15. Le tatouage derrière l'oreille
Les tatouages derrière l'oreille séduisent pour la même raison que ceux à l'intérieur des lèvres : ils donnent l'impression d'être cachés, intimes, un petit secret. Ils se situent également sur une peau fine, proche de l'os, et difficile à tatouer de manière homogène. La décoloration et les débordements sont fréquents, et les retouches dans cette zone sont vraiment désagréables. L'emplacement a tendance à durer plus longtemps que la qualité du travail.
16. Des aliments hyperréalistes
Une part de pizza hyperréaliste ou un cheeseburger parfait peuvent sembler être un choix amusant et décalé au moment de se faire tatouer, mais peuvent devenir, au fil des décennies, un sujet de conversation plus délicat que prévu. Le tatouage, lui, ne change pas. C’est le contexte qui l’entoure qui évolue. Ce qui apparaît comme une déclaration ludique à vingt-quatre ans peut finir par être perçu comme un engagement envers un gag dont la chute a fait son temps.
17. Le tatouage du prénom
Il ne s'agit pas du nom d'un partenaire, qui fait l'objet d'une mise en garde culturelle spécifique, mais de n'importe quel nom. Celui d'un parent, d'un enfant, d'un meilleur ami. L'intention est toujours sincère. Le résultat se situe souvent à mi-chemin entre l'hommage et quelque chose qui ressemble simplement à un nom tatoué sur une partie du corps. Les personnes à qui cet hommage est rendu ont tendance à se sentir à la fois touchées et légèrement mal à l'aise.
18. Tatouages sur toute la main sans tatouage préexistant
Autrefois, les tatouages sur les mains servaient à montrer que l'on était profondément attaché à ce mode de vie. Aujourd’hui, ils sont plus accessibles, ce qui peut sembler une bonne chose jusqu’à ce que l’on se rende compte que cette accessibilité a entraîné un afflux de personnes qui se sont fait tatouer les mains sans avoir réalisé les tatouages environnants qui leur donnent tout leur sens. Une main très tatouée sur un bras par ailleurs nu peut paraître moins réfléchie que chacun de ces choix pris séparément.
19. Tatouages visibles sous la lumière noire ultraviolette
Bien que similaires à l'encre phosphorescente, ces tatouages méritent d'être mentionnés séparément. Les tatouages « UV blacklight » sont invisibles dans des conditions normales et ne deviennent visibles que sous une lumière noire, ce qui leur confère un côté mystérieux… jusqu'à ce que vous vous retrouviez dans une boîte de nuit à 1 heure du matin, en train d'essayer de montrer votre avant-bras à quelqu'un sous une lumière violette. La révélation est rarement aussi spectaculaire que le concept le laissait présager.
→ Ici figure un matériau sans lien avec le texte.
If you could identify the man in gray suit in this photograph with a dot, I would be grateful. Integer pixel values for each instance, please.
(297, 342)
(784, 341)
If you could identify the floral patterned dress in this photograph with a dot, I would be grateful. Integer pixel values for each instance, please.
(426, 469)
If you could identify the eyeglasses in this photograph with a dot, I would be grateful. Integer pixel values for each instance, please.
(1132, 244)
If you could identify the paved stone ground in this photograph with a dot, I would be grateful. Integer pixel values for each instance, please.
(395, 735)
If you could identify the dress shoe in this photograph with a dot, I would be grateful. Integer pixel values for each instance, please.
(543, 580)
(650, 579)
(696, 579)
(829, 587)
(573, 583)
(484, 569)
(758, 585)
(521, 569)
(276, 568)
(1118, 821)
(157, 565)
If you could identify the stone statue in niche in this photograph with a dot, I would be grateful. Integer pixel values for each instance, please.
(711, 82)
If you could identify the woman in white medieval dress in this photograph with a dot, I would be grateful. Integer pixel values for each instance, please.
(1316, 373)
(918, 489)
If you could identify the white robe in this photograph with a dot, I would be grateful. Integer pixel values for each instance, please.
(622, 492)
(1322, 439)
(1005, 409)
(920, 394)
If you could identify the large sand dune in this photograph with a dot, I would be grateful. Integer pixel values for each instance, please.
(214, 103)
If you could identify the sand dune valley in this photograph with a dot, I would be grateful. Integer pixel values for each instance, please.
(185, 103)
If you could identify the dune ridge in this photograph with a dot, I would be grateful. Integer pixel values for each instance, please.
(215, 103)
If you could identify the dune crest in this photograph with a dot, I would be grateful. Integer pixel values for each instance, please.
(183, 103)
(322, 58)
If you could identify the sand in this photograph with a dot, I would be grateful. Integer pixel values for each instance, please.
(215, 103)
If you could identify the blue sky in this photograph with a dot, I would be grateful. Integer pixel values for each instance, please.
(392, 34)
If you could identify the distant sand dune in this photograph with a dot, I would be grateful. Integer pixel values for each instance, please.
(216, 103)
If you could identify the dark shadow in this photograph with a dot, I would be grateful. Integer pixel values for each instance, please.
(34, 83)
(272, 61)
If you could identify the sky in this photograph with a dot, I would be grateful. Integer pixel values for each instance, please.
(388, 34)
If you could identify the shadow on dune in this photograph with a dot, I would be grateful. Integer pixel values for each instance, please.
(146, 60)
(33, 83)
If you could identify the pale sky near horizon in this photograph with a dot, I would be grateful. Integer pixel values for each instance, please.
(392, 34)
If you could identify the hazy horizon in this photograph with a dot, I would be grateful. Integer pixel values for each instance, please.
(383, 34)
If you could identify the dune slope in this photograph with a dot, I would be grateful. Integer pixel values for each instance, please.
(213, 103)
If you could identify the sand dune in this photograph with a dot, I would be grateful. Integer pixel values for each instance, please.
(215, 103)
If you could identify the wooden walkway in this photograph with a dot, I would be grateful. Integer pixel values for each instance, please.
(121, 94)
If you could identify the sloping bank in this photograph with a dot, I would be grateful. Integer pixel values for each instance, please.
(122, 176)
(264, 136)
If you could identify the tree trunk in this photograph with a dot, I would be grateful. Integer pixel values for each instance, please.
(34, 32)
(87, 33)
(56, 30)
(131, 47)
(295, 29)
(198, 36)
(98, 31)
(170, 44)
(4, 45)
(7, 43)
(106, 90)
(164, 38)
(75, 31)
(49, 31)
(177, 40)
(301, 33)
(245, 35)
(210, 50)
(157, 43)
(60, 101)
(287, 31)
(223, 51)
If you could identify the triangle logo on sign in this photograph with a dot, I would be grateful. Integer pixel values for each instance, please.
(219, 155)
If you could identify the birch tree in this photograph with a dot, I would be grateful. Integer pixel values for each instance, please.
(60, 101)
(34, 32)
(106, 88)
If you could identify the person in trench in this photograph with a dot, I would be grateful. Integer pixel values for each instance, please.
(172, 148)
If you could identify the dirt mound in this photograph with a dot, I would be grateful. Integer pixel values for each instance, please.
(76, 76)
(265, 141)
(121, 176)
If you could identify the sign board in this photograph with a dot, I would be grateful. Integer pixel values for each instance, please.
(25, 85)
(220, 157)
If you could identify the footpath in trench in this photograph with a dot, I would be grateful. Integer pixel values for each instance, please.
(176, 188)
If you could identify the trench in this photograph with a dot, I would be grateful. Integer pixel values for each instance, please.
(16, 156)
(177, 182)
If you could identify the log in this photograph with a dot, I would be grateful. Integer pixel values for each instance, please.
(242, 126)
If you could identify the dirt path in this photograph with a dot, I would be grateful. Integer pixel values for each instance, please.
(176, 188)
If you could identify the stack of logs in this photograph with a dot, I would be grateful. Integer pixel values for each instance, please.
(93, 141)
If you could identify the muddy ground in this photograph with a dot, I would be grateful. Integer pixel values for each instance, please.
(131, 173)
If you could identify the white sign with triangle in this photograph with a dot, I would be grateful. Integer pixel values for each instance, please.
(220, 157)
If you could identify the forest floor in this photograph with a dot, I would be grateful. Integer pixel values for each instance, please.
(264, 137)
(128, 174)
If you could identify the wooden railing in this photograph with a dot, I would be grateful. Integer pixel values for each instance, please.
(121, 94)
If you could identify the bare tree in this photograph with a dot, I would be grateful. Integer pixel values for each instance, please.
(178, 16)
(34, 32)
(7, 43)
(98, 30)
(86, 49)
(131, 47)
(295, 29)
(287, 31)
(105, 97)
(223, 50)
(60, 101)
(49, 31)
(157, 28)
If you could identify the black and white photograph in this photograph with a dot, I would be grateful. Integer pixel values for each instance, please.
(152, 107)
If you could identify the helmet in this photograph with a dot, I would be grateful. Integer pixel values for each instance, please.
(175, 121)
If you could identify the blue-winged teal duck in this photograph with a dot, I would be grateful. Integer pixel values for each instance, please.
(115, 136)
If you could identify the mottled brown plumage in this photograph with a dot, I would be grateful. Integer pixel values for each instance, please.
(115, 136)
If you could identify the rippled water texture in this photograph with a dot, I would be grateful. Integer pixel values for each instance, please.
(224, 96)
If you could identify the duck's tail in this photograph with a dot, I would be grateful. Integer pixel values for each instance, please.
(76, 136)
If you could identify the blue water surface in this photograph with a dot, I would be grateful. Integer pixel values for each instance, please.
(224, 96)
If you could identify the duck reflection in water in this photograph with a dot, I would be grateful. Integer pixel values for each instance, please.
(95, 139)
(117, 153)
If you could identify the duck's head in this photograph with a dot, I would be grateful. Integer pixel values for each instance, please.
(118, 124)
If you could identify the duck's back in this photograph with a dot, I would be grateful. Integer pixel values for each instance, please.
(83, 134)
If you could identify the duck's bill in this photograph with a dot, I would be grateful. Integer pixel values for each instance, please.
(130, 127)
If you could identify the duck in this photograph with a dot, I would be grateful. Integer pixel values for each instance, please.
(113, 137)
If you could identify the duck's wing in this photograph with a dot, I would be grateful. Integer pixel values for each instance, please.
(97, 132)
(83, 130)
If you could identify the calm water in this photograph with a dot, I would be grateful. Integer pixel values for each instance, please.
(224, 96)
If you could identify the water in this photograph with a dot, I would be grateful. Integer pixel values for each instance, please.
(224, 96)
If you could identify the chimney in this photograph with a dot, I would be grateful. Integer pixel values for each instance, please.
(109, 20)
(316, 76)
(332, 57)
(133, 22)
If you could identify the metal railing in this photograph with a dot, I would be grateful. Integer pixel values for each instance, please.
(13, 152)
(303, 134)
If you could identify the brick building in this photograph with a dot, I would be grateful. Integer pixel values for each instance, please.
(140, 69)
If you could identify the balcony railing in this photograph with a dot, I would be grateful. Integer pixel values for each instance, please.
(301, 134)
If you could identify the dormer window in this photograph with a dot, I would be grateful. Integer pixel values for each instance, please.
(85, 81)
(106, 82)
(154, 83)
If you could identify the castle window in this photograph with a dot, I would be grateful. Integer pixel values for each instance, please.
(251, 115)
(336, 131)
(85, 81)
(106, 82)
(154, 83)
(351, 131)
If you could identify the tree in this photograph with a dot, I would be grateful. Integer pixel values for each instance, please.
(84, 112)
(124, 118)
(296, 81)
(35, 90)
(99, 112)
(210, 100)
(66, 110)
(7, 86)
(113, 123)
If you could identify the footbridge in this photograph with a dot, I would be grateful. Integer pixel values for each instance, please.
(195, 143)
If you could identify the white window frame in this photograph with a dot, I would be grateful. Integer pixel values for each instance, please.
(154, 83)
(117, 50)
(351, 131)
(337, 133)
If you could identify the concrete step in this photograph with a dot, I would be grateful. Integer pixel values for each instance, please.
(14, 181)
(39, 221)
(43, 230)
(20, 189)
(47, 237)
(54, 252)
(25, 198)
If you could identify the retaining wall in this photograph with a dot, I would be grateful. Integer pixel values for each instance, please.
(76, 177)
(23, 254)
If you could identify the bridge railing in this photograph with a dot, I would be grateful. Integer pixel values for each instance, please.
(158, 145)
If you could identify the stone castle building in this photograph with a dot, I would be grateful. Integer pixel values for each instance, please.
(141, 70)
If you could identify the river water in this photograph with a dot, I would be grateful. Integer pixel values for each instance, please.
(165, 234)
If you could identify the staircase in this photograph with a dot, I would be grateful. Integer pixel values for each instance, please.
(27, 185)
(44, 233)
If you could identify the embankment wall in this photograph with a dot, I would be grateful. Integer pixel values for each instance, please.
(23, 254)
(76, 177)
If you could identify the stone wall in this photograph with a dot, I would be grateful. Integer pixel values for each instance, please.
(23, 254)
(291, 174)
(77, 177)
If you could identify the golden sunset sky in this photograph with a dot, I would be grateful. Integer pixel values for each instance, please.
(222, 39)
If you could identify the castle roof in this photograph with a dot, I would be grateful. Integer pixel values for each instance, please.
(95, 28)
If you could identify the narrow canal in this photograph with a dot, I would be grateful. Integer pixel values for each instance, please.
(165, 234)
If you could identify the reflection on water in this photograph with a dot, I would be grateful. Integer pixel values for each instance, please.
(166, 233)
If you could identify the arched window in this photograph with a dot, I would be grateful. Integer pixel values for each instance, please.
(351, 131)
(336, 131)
20. Le tatouage de vacances improvisé
Le tatouage de vacances improvisé relève moins d’une catégorie de motifs que d’un contexte décisionnel. Un salon inconnu, un tatoueur inconnu, ce sentiment d’invincibilité que procure le voyage, et un motif choisi sur un panneau en moins de dix minutes. Parfois, tout se passe bien. Parfois, cela devient l’anecdote que vous raconterez à chaque dîner pour le reste de votre vie, et pas forcément comme vous l’auriez souhaité.